This summer, I started to participate in a book study through the Reggio-Inspired Network of Minnesota. The book study used the Reggio publication entitled: dialogues with places. The book examines how the children use all their senses and their whole bodies to investigate space and reflects on how children subsequently make meaning of a place through those investigations. Because their investigations were always new and fresh, it was not unusual for them to pick up on features such as holes in the ceiling or cracks in the floor that adults simply ignore. For the children, though, those were important features to animate. Those were important features that were "invitations" for the children to enter into a dialogue with the place and to ultimately create meaning.
For me, the sensory table is such a place. It is a place in which children enter into a dialogue with the apparatus. It is a place in which children find those "cracks" and "holes" for which they create meaning. It is a place in which they use all their senses and their whole body to investigate.

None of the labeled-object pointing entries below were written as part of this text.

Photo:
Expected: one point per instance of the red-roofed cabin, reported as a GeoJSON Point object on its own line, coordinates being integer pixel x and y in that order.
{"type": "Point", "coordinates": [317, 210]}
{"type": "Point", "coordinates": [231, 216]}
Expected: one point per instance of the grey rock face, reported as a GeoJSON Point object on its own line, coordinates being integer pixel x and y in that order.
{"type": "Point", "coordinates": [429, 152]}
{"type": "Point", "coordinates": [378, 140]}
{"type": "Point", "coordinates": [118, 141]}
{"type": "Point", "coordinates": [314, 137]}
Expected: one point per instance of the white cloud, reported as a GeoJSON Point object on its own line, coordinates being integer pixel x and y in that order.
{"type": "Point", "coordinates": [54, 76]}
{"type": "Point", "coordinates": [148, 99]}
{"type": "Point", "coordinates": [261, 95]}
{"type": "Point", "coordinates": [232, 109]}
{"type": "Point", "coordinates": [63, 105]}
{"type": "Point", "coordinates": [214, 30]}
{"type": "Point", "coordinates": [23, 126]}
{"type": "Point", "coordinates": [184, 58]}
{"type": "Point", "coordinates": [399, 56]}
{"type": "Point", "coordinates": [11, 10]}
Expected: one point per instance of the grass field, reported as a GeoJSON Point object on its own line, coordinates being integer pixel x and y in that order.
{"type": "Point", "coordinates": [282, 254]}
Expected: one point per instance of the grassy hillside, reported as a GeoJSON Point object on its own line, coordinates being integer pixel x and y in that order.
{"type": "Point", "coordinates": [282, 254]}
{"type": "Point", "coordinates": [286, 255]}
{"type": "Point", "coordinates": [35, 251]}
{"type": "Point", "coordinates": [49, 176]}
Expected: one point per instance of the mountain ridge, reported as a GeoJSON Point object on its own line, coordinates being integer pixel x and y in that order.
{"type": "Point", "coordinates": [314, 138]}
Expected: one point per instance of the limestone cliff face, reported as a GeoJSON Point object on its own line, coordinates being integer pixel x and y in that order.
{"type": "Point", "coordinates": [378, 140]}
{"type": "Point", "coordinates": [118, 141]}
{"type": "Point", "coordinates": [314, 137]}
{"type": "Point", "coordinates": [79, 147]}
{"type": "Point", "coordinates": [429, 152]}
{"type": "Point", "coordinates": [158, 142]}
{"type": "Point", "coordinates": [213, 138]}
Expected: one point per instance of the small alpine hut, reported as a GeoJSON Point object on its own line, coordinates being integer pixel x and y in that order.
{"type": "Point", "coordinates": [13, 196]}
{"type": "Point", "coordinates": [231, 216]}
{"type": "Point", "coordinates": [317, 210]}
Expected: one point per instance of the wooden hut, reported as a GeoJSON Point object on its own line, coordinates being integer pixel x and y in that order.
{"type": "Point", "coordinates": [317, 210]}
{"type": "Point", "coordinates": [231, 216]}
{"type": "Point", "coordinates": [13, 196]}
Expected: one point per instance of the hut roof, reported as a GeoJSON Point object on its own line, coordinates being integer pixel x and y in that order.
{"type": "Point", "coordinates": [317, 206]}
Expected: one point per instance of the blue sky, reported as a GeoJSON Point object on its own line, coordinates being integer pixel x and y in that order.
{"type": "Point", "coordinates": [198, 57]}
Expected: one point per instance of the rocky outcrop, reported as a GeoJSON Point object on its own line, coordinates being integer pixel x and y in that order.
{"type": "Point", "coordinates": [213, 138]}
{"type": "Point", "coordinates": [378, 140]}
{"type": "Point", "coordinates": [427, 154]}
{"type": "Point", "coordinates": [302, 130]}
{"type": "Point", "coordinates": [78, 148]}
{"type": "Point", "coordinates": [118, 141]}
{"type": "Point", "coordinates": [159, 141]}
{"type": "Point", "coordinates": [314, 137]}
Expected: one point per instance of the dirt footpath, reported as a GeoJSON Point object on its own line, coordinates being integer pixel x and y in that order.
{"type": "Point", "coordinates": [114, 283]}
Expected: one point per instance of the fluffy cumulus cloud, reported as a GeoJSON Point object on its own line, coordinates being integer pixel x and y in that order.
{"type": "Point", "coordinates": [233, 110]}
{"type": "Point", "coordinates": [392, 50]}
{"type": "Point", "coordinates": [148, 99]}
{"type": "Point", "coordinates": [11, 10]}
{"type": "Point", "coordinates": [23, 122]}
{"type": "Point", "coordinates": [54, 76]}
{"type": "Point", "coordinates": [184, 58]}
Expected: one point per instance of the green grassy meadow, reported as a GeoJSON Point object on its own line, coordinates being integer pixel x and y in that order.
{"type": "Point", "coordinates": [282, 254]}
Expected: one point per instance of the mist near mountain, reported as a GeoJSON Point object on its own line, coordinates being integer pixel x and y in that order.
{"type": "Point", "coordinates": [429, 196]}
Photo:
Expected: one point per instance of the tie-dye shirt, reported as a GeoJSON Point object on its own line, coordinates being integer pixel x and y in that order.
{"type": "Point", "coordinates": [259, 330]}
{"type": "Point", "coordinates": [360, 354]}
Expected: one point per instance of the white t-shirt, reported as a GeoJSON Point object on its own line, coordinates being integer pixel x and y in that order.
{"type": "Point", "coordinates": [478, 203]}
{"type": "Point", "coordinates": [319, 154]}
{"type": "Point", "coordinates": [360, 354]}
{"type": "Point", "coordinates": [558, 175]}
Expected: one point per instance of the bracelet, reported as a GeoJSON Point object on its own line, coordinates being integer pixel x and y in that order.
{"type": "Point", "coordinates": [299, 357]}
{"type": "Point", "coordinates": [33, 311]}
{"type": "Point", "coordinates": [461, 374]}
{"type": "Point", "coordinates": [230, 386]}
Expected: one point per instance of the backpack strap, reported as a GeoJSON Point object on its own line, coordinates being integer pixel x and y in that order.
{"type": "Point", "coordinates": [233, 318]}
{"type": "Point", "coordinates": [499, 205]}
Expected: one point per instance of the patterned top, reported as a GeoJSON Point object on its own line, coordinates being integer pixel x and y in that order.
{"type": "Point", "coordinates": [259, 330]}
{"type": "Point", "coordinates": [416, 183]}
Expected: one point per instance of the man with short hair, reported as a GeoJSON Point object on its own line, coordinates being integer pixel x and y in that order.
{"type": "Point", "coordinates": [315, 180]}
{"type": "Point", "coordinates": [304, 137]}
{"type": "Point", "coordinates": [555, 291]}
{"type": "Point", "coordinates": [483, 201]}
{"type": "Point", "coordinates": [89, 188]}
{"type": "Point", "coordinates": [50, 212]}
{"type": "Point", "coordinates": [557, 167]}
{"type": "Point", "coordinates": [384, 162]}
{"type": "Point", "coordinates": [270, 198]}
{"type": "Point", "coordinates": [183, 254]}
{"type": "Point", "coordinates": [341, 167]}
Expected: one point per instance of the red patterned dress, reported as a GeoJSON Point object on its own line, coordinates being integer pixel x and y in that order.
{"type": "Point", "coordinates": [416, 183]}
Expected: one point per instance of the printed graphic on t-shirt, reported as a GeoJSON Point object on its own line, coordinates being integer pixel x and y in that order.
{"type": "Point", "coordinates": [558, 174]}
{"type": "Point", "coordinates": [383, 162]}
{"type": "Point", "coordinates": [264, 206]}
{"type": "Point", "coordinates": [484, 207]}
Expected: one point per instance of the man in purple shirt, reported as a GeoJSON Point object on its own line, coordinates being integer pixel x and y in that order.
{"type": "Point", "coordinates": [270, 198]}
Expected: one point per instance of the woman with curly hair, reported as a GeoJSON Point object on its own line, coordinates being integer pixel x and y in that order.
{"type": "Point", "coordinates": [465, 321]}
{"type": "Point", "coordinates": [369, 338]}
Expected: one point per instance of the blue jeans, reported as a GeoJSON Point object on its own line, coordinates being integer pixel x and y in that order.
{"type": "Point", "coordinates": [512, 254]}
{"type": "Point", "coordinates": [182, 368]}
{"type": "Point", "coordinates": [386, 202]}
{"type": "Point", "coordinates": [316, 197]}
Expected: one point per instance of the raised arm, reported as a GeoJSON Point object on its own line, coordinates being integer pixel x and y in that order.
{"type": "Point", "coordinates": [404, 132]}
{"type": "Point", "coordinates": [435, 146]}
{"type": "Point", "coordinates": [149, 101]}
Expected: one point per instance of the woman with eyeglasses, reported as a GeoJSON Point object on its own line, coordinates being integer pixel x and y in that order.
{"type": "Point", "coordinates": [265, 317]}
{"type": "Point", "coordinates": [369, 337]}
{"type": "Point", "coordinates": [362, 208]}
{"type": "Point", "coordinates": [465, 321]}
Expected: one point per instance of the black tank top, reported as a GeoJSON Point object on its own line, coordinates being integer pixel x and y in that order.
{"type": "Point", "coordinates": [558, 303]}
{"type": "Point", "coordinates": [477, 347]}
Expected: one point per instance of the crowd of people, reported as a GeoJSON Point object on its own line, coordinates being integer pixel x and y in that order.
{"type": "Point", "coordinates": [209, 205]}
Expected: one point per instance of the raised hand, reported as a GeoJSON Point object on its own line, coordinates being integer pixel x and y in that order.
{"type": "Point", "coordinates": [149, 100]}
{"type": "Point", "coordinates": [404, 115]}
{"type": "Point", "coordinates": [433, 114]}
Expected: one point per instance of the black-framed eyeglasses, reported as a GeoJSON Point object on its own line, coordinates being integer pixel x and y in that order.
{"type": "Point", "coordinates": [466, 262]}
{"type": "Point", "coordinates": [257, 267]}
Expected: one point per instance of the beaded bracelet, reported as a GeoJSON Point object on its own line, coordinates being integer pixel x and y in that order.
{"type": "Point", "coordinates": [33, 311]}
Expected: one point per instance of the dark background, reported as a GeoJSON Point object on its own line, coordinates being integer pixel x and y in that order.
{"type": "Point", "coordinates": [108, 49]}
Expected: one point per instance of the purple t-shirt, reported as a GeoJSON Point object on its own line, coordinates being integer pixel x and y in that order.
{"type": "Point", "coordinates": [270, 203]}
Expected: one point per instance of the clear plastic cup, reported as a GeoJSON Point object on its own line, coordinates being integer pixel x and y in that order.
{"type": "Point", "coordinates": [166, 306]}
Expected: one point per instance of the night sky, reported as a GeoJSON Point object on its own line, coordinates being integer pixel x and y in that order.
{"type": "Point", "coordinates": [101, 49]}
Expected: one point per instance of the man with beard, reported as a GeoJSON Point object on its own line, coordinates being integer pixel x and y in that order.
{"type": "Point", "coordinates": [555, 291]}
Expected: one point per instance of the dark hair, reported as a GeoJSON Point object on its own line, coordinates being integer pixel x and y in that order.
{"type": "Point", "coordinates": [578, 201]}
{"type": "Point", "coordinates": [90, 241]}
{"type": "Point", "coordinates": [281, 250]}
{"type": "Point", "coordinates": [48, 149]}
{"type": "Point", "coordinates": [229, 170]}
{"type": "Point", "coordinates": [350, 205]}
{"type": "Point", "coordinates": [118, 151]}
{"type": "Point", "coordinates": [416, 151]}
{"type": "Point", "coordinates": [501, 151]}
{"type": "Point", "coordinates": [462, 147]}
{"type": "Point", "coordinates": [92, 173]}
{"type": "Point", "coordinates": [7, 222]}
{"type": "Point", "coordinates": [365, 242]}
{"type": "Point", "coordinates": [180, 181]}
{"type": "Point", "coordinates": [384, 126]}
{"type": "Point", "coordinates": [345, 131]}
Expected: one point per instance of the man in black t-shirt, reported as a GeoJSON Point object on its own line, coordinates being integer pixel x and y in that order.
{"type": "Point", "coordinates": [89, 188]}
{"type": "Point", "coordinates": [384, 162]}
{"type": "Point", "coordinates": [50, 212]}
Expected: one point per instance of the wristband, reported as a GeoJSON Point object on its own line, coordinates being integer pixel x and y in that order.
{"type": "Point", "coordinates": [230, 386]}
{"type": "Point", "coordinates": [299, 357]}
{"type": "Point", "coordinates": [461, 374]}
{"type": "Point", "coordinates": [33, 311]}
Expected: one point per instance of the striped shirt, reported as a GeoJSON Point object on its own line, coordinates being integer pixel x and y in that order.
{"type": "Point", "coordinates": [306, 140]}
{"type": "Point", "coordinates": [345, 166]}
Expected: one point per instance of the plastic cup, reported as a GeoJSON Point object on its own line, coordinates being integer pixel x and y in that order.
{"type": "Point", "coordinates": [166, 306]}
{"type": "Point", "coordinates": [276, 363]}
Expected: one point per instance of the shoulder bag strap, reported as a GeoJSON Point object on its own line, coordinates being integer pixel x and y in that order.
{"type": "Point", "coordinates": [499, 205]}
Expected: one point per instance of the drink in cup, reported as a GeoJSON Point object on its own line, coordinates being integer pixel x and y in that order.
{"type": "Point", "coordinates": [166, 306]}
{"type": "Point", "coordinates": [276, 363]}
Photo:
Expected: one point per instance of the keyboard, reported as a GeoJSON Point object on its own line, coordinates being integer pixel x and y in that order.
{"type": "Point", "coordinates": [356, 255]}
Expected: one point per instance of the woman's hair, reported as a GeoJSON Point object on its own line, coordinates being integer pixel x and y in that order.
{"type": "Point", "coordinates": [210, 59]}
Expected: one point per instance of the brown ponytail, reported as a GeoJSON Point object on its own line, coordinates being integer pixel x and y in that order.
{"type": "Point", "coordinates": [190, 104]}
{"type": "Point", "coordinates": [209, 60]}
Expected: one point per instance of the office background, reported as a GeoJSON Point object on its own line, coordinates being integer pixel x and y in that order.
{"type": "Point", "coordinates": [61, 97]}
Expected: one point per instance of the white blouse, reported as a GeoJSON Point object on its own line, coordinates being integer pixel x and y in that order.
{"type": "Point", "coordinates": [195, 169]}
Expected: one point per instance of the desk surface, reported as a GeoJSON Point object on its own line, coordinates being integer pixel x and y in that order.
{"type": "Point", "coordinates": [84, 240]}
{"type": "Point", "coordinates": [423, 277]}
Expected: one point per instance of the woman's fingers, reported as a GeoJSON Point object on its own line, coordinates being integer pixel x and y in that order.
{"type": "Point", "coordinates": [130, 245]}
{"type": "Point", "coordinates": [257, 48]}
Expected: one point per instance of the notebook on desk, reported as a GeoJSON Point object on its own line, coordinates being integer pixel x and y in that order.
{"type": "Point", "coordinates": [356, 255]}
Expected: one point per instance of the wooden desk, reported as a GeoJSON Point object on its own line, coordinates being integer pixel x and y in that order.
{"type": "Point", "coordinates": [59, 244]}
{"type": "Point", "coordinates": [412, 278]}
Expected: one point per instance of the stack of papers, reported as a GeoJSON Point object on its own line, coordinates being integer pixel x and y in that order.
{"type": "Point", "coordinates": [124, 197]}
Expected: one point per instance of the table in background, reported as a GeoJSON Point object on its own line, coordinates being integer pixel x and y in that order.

They investigate spaces with their eyes.
With their hands
With their arms
Even if the child cannot see the space to be explored
And even through barriers
They investigate spaces with their heads
With their heads and torsos
With their whole body by climbing on
Or into
Or even lying next to
And they will always find the space that an adult would never notice
In the Reggio book, places have "form, energy, and rhythm." At the sensory table, each apparatus has the same. The form, energy, and rhythm that emerge will look different as each child---alone and with others---creates a dialogue with the apparatus. That is exciting and creates multiple opportunities to make meaning out of space. Since children are master explorers, there is no end to the process. So I continue to build apparatus for the children to investigate and make meaning out of new and intriguing spaces.